Suppose that we toss balls into \(b\) bins until some bin contains two balls. Each toss is independent, and each ball is equally likely to end up in any bin. What is the expected number of ball tosses?
This is the balls-and-bins version of the birthday paradox. Think of each ball toss as a person entering the room, and each bin as a possible birthday. We stop as soon as two balls land in the same bin (two people share a birthday).
Let \(T\) be the random variable representing the number of tosses until we get a collision (two balls in the same bin). We want to find \(\mathrm{E}[T]\).
We can partition the tosses into stages, similar to the birthday paradox analysis. Let \(T_i\) be the number of tosses between having \(i-1\) occupied bins and \(i\) occupied bins.
The first ball always goes into an empty bin, so \(T_1 = 1\). For the second ball, it lands in a new bin with probability \((b-1)/b\), and lands in the occupied bin with probability \(1/b\).
More generally, when we have \(i-1\) occupied bins, the probability that the next ball lands in a new bin is \((b-i+1)/b\), and the probability it creates a collision is \((i-1)/b\).
The number of tosses \(T_i\) until we either get a collision or occupy the \(i\)-th bin follows a geometric distribution. We have:
\[\Pr\{\text{no collision on a single toss} \mid i-1 \text{ bins occupied}\} = \frac{b-i+1}{b}\]The expected number of tosses to get a collision starting from \(i-1\) occupied bins is:
\[\mathrm{E}[T_i \mid \text{no collision yet}] = \frac{b}{b-i+1}\]However, we need to be careful. Let \(N\) be the number of distinct bins occupied before the first collision. Then:
\[T = T_1 + T_2 + \cdots + T_{N+1}\]where \(T_{N+1}\) is the final toss that creates the collision.

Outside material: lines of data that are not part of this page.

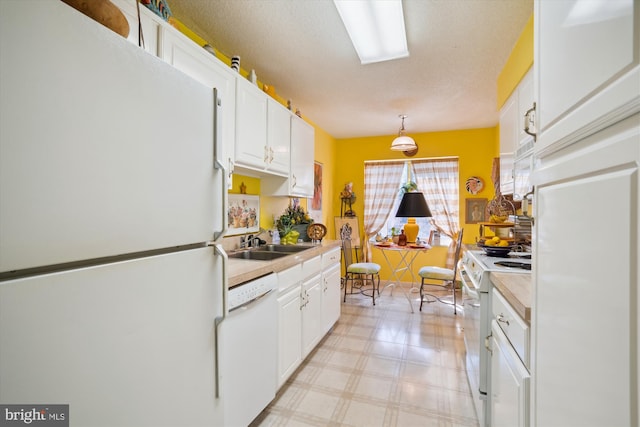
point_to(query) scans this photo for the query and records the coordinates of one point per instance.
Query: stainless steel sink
(281, 248)
(258, 255)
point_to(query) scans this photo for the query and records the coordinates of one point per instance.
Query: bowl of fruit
(495, 246)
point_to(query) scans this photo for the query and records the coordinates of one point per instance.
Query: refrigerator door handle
(219, 319)
(218, 163)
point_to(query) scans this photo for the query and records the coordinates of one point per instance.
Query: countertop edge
(516, 289)
(240, 271)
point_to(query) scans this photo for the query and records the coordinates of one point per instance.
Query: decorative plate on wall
(474, 185)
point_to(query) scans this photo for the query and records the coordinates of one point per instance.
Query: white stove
(475, 269)
(478, 265)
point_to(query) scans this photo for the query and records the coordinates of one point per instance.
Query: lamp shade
(403, 143)
(413, 205)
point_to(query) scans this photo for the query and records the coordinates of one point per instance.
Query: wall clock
(474, 185)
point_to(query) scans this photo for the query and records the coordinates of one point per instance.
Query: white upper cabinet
(278, 136)
(514, 141)
(508, 136)
(302, 156)
(524, 140)
(262, 131)
(149, 21)
(600, 84)
(179, 51)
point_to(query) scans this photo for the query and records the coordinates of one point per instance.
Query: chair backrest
(456, 258)
(346, 252)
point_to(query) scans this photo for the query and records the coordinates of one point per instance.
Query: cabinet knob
(529, 121)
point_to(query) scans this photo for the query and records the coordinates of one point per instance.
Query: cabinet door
(508, 137)
(330, 297)
(584, 350)
(278, 136)
(587, 68)
(509, 384)
(191, 59)
(289, 334)
(251, 126)
(149, 21)
(311, 314)
(524, 141)
(302, 156)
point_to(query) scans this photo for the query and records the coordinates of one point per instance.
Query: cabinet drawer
(330, 258)
(514, 327)
(289, 277)
(311, 267)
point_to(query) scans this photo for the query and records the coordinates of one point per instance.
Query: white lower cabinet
(509, 386)
(509, 383)
(331, 275)
(308, 306)
(289, 333)
(311, 313)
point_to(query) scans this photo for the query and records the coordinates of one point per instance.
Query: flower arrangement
(292, 216)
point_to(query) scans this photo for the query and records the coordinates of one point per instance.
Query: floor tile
(381, 366)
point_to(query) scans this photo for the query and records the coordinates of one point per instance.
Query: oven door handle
(469, 288)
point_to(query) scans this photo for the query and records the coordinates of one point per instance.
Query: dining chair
(445, 276)
(359, 274)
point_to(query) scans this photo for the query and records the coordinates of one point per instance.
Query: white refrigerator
(111, 203)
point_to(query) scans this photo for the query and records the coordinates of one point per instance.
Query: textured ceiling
(457, 49)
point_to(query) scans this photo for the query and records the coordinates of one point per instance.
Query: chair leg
(455, 305)
(346, 283)
(373, 288)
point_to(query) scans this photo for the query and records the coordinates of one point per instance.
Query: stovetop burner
(514, 264)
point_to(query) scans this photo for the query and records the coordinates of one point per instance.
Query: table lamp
(412, 206)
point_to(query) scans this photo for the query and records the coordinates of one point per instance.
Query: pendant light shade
(403, 142)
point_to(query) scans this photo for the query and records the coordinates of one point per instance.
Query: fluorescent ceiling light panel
(376, 28)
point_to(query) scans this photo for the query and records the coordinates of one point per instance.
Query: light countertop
(240, 270)
(516, 289)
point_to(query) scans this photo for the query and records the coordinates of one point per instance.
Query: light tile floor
(381, 366)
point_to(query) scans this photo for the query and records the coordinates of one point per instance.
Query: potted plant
(292, 225)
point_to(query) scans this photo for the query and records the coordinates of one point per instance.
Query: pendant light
(402, 141)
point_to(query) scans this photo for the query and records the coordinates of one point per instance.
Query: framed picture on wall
(475, 209)
(348, 227)
(243, 215)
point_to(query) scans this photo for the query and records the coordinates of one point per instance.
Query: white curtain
(438, 180)
(382, 181)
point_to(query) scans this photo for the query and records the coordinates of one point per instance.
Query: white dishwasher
(248, 341)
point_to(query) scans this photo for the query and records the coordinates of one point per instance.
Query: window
(436, 178)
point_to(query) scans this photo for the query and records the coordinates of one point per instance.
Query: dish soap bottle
(402, 239)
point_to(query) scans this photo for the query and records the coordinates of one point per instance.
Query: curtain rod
(411, 160)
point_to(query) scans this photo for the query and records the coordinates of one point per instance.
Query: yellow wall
(476, 149)
(517, 64)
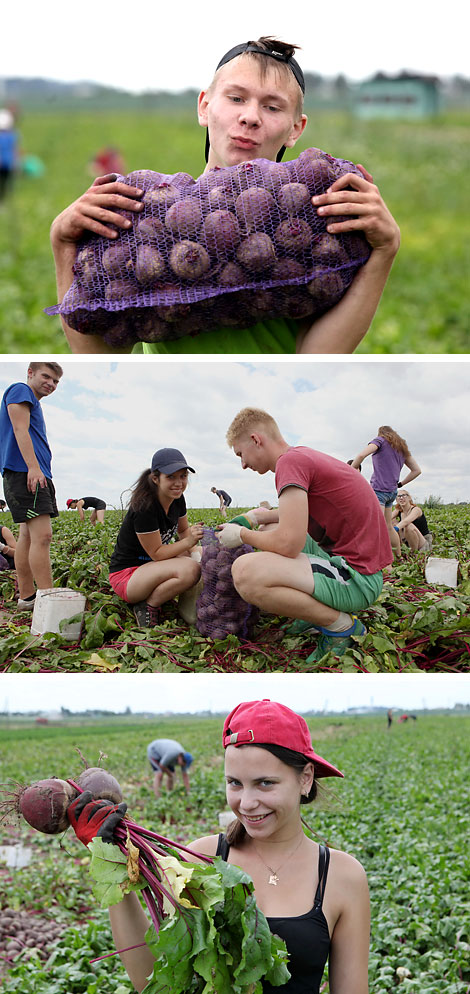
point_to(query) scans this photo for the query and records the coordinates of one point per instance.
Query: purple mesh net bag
(220, 609)
(240, 244)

Let’s use a different approach. Let \(p_k\) be the probability that the first collision occurs on the \(k\)-th toss. For a collision on toss \(k\), we need:
- The first \(k-1\) balls all land in different bins
- The \(k\)-th ball lands in one of the already-occupied bins
The expected value is:
\[\begin{align*} \mathrm{E}[T] &= \sum_{k=2}^{b+1} k \cdot p_k \end{align*}\]This is complex to compute directly. Instead, let’s use the decomposition by stages.
The expected number of tosses is:
\[\begin{align*} \mathrm{E}[T] &= \sum_{i=1}^{b} \Pr\{T > i\} \\ &= 1 + \sum_{i=1}^{b-1} \Pr\{\text{first } i \text{ balls in different bins}\} \\ &= 1 + \sum_{i=1}^{b-1} \frac{b \cdot (b-1) \cdot (b-2) \cdots (b-i+1)}{b^i} \\ &= 1 + \sum_{i=1}^{b-1} \frac{b!}{(b-i)! \cdot b^i} \end{align*}\]For the case where \(b\) is large, we can use an approximation. The probability that we don’t have a collision after \(k\) tosses is approximately:
\[\Pr\{T > k\} \approx e^{-k(k-1)/(2b)}\]The median number of tosses (where \(\Pr\{T \leq k\} = 1/2\)) occurs when:
\[\begin{align*} e^{-k(k-1)/(2b)} &= 1/2 \\ k(k-1) &\approx 2b \ln 2 \\ k &\approx \sqrt{2b \ln 2} \\ k &\approx 1.177\sqrt{b} \end{align*}\]The expected value is similar:
\[\mathrm{E}[T] \approx \sqrt{\frac{\pi b}{2}} \approx 1.253\sqrt{b}\]Therefore, the expected number of ball tosses is \(\Theta(\sqrt{b})\).